5 Ik zelf en al het volk dat bij mij is, wij zullen de stad naderen; wanneer zij dan uittrekken ons tegemoet, zoals de eerste maal, zullen wij voor hen vluchten;
6 dan zullen zij ons achterna trekken, zodat wij hen van de stad weglokken, want zij zullen denken: zij vluchten voor ons zoals de eerste maal. Als wij dan voor hen vluchten,
7 zult gij uit de hinderlaag opstaan en u van de stad meester maken, en de Here, uw God, zal haar in uw macht geven.
8 Zodra gij de stad hebt bezet, zult gij haar in brand steken; naar het woord des Heren zult gij het doen; ziet, ik heb het u geboden.
9 Daarna zond Jozua hen uit en zij trokken naar de hinderlaag en bleven tussen Betel en Ai, ten westen van Ai.
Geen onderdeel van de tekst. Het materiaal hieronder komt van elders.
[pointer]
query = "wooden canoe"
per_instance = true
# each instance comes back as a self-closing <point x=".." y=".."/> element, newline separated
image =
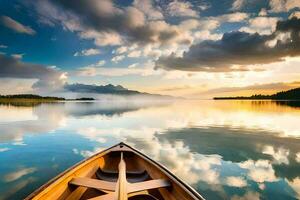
<point x="118" y="173"/>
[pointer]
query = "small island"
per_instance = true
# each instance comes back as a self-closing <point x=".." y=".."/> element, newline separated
<point x="32" y="98"/>
<point x="293" y="94"/>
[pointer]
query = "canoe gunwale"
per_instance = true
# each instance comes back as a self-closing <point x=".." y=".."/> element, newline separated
<point x="160" y="167"/>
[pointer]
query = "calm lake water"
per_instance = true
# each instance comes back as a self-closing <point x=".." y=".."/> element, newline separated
<point x="224" y="149"/>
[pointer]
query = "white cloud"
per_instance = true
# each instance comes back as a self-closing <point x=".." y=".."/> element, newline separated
<point x="146" y="6"/>
<point x="206" y="35"/>
<point x="133" y="65"/>
<point x="259" y="171"/>
<point x="18" y="174"/>
<point x="182" y="9"/>
<point x="295" y="14"/>
<point x="4" y="149"/>
<point x="121" y="50"/>
<point x="16" y="26"/>
<point x="263" y="12"/>
<point x="233" y="17"/>
<point x="280" y="156"/>
<point x="238" y="4"/>
<point x="298" y="157"/>
<point x="247" y="196"/>
<point x="284" y="5"/>
<point x="236" y="181"/>
<point x="117" y="59"/>
<point x="18" y="56"/>
<point x="261" y="25"/>
<point x="102" y="38"/>
<point x="295" y="184"/>
<point x="88" y="52"/>
<point x="146" y="70"/>
<point x="134" y="54"/>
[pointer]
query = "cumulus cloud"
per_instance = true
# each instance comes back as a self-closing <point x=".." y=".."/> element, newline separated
<point x="46" y="77"/>
<point x="236" y="181"/>
<point x="181" y="9"/>
<point x="88" y="52"/>
<point x="238" y="4"/>
<point x="16" y="26"/>
<point x="261" y="24"/>
<point x="284" y="5"/>
<point x="107" y="24"/>
<point x="224" y="54"/>
<point x="147" y="7"/>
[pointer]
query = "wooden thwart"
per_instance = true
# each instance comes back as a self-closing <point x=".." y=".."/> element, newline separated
<point x="122" y="188"/>
<point x="94" y="183"/>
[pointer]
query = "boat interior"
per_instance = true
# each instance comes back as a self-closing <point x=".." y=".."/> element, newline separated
<point x="120" y="173"/>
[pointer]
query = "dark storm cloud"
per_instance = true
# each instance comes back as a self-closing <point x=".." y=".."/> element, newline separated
<point x="16" y="26"/>
<point x="237" y="48"/>
<point x="11" y="67"/>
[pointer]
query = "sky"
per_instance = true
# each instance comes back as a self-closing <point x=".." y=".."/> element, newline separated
<point x="195" y="49"/>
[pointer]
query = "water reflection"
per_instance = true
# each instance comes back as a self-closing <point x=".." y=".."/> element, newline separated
<point x="224" y="149"/>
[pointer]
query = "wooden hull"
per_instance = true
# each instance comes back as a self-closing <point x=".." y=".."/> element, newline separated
<point x="101" y="177"/>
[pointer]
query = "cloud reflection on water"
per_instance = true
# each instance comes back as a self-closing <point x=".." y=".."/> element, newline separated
<point x="225" y="149"/>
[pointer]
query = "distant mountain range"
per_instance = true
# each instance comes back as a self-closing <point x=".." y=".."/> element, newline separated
<point x="83" y="89"/>
<point x="100" y="89"/>
<point x="108" y="89"/>
<point x="293" y="94"/>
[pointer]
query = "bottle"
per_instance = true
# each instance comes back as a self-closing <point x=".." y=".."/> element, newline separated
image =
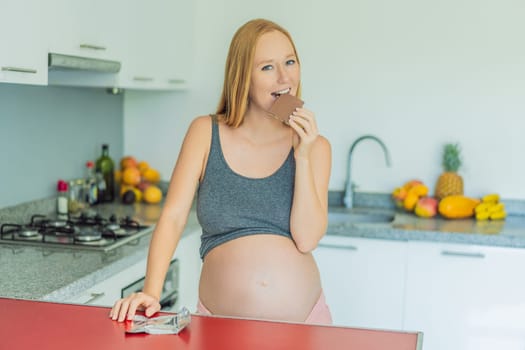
<point x="62" y="207"/>
<point x="90" y="185"/>
<point x="106" y="167"/>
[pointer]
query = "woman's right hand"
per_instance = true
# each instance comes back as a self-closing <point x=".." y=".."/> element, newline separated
<point x="125" y="308"/>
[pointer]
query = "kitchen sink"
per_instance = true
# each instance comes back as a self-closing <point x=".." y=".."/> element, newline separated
<point x="350" y="217"/>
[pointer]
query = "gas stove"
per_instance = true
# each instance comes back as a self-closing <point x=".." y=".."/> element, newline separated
<point x="89" y="231"/>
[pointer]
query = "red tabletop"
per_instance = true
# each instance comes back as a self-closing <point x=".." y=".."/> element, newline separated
<point x="43" y="325"/>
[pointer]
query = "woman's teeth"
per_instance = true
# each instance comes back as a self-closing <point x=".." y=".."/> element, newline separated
<point x="282" y="92"/>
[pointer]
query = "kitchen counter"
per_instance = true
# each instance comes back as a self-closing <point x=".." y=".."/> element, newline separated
<point x="56" y="274"/>
<point x="44" y="325"/>
<point x="409" y="227"/>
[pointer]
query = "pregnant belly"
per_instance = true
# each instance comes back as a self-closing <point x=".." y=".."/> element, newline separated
<point x="260" y="276"/>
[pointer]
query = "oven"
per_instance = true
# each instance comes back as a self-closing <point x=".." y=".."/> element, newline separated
<point x="170" y="289"/>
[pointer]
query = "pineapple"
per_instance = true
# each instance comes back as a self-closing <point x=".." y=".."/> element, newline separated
<point x="450" y="182"/>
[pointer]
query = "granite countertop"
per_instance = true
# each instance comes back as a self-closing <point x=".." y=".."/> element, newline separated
<point x="57" y="274"/>
<point x="508" y="233"/>
<point x="49" y="273"/>
<point x="409" y="227"/>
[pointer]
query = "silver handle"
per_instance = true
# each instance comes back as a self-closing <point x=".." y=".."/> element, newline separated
<point x="94" y="296"/>
<point x="92" y="47"/>
<point x="338" y="246"/>
<point x="462" y="254"/>
<point x="143" y="78"/>
<point x="19" y="70"/>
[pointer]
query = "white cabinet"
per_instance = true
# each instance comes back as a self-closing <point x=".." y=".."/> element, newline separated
<point x="156" y="45"/>
<point x="108" y="291"/>
<point x="363" y="280"/>
<point x="151" y="39"/>
<point x="23" y="57"/>
<point x="85" y="28"/>
<point x="466" y="297"/>
<point x="189" y="270"/>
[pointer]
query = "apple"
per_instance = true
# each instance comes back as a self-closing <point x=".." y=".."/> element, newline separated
<point x="426" y="207"/>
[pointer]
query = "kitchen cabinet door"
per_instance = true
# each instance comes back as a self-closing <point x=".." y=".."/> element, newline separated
<point x="189" y="269"/>
<point x="84" y="28"/>
<point x="105" y="293"/>
<point x="22" y="33"/>
<point x="90" y="29"/>
<point x="157" y="48"/>
<point x="363" y="280"/>
<point x="466" y="297"/>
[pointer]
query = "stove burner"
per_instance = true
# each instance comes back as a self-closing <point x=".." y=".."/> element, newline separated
<point x="113" y="227"/>
<point x="27" y="232"/>
<point x="88" y="231"/>
<point x="55" y="223"/>
<point x="88" y="235"/>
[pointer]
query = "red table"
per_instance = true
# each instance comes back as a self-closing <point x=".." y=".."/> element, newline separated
<point x="37" y="325"/>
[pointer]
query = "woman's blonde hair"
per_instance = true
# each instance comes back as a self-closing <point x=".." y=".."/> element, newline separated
<point x="239" y="63"/>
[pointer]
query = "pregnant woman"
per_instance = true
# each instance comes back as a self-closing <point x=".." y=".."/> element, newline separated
<point x="262" y="193"/>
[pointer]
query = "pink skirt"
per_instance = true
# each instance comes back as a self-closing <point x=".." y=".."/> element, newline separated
<point x="320" y="313"/>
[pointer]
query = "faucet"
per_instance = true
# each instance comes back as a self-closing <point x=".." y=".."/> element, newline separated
<point x="349" y="187"/>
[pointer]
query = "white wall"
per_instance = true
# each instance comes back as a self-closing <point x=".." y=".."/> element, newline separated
<point x="417" y="74"/>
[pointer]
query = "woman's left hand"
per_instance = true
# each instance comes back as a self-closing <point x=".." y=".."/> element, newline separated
<point x="303" y="122"/>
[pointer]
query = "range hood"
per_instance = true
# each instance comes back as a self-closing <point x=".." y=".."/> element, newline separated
<point x="58" y="61"/>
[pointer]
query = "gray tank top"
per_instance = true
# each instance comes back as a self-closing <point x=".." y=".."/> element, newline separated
<point x="230" y="205"/>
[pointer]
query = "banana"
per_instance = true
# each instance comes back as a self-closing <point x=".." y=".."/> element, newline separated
<point x="496" y="208"/>
<point x="490" y="198"/>
<point x="482" y="207"/>
<point x="499" y="215"/>
<point x="482" y="215"/>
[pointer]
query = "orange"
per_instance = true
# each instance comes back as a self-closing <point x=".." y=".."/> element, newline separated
<point x="143" y="166"/>
<point x="152" y="194"/>
<point x="131" y="176"/>
<point x="128" y="162"/>
<point x="151" y="175"/>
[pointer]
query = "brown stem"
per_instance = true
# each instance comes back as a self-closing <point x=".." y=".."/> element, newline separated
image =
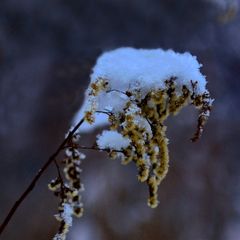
<point x="36" y="178"/>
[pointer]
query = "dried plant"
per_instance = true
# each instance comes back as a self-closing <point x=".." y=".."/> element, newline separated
<point x="136" y="116"/>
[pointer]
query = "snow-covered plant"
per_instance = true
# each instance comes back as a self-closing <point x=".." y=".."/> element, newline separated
<point x="138" y="89"/>
<point x="132" y="92"/>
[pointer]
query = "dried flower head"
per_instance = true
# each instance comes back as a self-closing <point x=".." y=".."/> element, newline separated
<point x="137" y="90"/>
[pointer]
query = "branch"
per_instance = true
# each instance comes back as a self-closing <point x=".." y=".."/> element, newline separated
<point x="38" y="175"/>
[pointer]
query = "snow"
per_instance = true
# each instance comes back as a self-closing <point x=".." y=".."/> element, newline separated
<point x="128" y="68"/>
<point x="112" y="140"/>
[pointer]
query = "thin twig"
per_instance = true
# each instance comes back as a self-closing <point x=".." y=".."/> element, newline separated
<point x="38" y="175"/>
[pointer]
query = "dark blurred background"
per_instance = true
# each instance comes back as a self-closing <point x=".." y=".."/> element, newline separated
<point x="47" y="50"/>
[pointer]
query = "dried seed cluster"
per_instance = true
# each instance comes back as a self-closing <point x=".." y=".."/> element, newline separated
<point x="142" y="122"/>
<point x="69" y="190"/>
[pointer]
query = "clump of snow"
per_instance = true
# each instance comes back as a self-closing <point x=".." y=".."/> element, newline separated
<point x="127" y="69"/>
<point x="112" y="140"/>
<point x="147" y="67"/>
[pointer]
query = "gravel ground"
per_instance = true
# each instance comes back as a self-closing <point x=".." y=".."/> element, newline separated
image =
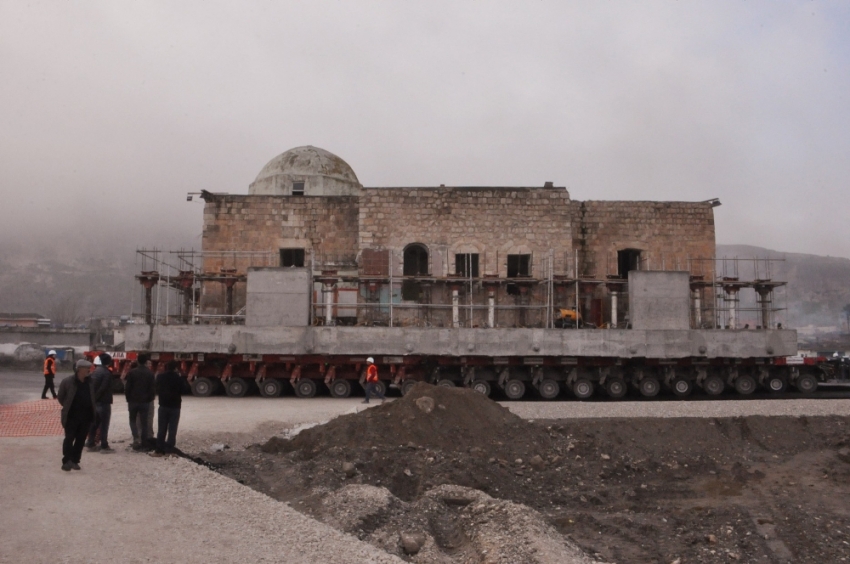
<point x="127" y="507"/>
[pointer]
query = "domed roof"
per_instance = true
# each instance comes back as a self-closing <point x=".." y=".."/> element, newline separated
<point x="303" y="162"/>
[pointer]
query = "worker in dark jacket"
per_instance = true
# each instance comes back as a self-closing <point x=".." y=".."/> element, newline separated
<point x="102" y="384"/>
<point x="170" y="387"/>
<point x="139" y="389"/>
<point x="76" y="396"/>
<point x="49" y="373"/>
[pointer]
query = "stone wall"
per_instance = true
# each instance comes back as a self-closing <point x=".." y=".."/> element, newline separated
<point x="667" y="234"/>
<point x="325" y="227"/>
<point x="493" y="222"/>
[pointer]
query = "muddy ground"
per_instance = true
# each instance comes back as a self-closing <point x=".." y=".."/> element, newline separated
<point x="754" y="489"/>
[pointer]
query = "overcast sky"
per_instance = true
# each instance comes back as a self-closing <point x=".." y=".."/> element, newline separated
<point x="111" y="111"/>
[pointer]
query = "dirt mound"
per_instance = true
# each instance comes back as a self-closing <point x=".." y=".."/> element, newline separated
<point x="432" y="417"/>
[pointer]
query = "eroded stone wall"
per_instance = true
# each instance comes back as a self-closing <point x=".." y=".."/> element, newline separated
<point x="669" y="235"/>
<point x="325" y="227"/>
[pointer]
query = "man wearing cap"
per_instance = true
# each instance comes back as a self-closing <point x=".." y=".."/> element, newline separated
<point x="49" y="373"/>
<point x="139" y="389"/>
<point x="102" y="385"/>
<point x="76" y="396"/>
<point x="372" y="381"/>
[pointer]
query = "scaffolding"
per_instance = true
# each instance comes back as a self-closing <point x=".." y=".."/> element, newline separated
<point x="370" y="289"/>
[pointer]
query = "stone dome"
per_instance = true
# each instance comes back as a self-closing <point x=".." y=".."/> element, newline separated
<point x="306" y="171"/>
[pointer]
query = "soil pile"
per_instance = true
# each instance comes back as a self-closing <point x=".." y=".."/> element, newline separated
<point x="751" y="489"/>
<point x="429" y="417"/>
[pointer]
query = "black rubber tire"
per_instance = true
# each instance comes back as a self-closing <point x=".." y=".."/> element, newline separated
<point x="406" y="386"/>
<point x="270" y="388"/>
<point x="202" y="387"/>
<point x="745" y="385"/>
<point x="482" y="387"/>
<point x="514" y="389"/>
<point x="549" y="389"/>
<point x="806" y="384"/>
<point x="583" y="388"/>
<point x="682" y="387"/>
<point x="340" y="388"/>
<point x="776" y="384"/>
<point x="713" y="385"/>
<point x="305" y="388"/>
<point x="236" y="387"/>
<point x="649" y="387"/>
<point x="616" y="388"/>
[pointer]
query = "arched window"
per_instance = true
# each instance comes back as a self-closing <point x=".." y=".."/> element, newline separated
<point x="416" y="260"/>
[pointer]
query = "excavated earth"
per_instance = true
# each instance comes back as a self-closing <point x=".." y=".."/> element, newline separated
<point x="445" y="475"/>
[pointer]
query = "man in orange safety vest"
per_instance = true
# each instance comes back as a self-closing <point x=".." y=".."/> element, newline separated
<point x="372" y="383"/>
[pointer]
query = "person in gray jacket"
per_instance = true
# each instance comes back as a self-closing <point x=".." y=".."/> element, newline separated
<point x="76" y="396"/>
<point x="101" y="381"/>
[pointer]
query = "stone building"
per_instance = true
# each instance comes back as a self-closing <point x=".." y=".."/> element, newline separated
<point x="445" y="256"/>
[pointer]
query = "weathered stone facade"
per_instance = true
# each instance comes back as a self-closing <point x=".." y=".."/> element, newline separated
<point x="554" y="240"/>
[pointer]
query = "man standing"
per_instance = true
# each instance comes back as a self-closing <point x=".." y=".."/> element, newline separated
<point x="102" y="384"/>
<point x="372" y="381"/>
<point x="49" y="373"/>
<point x="76" y="396"/>
<point x="170" y="387"/>
<point x="140" y="391"/>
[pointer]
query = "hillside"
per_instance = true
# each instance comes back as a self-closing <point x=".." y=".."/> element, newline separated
<point x="818" y="287"/>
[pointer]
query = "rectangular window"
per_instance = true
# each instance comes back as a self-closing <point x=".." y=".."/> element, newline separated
<point x="292" y="257"/>
<point x="519" y="265"/>
<point x="627" y="260"/>
<point x="466" y="265"/>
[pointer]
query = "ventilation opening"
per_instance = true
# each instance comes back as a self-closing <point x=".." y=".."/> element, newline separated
<point x="627" y="260"/>
<point x="292" y="257"/>
<point x="415" y="260"/>
<point x="466" y="265"/>
<point x="519" y="265"/>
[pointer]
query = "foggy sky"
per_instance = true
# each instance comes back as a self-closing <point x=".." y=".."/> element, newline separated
<point x="111" y="111"/>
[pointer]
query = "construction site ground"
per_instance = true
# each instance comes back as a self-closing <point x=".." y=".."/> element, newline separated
<point x="448" y="475"/>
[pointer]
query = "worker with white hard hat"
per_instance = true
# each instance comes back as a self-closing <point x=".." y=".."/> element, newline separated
<point x="49" y="373"/>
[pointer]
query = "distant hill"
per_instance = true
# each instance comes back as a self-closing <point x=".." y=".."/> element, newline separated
<point x="818" y="287"/>
<point x="70" y="282"/>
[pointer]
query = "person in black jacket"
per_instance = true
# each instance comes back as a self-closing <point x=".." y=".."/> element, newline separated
<point x="101" y="381"/>
<point x="76" y="396"/>
<point x="170" y="387"/>
<point x="139" y="389"/>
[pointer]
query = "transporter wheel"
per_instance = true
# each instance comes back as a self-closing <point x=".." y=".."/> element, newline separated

Maar Jozua bracht die nacht door onder het volk.
10 Vroeg in de morgen monsterde Jozua het volk en trok met de oudsten van Israël aan de spits van het volk naar Ai;
11 ook al het krijgsvolk dat bij hem was, trok op en zij naderden en kwamen tegenover de stad en legerden zich ten noorden van Ai, zodat het dal lag tussen hem en Ai.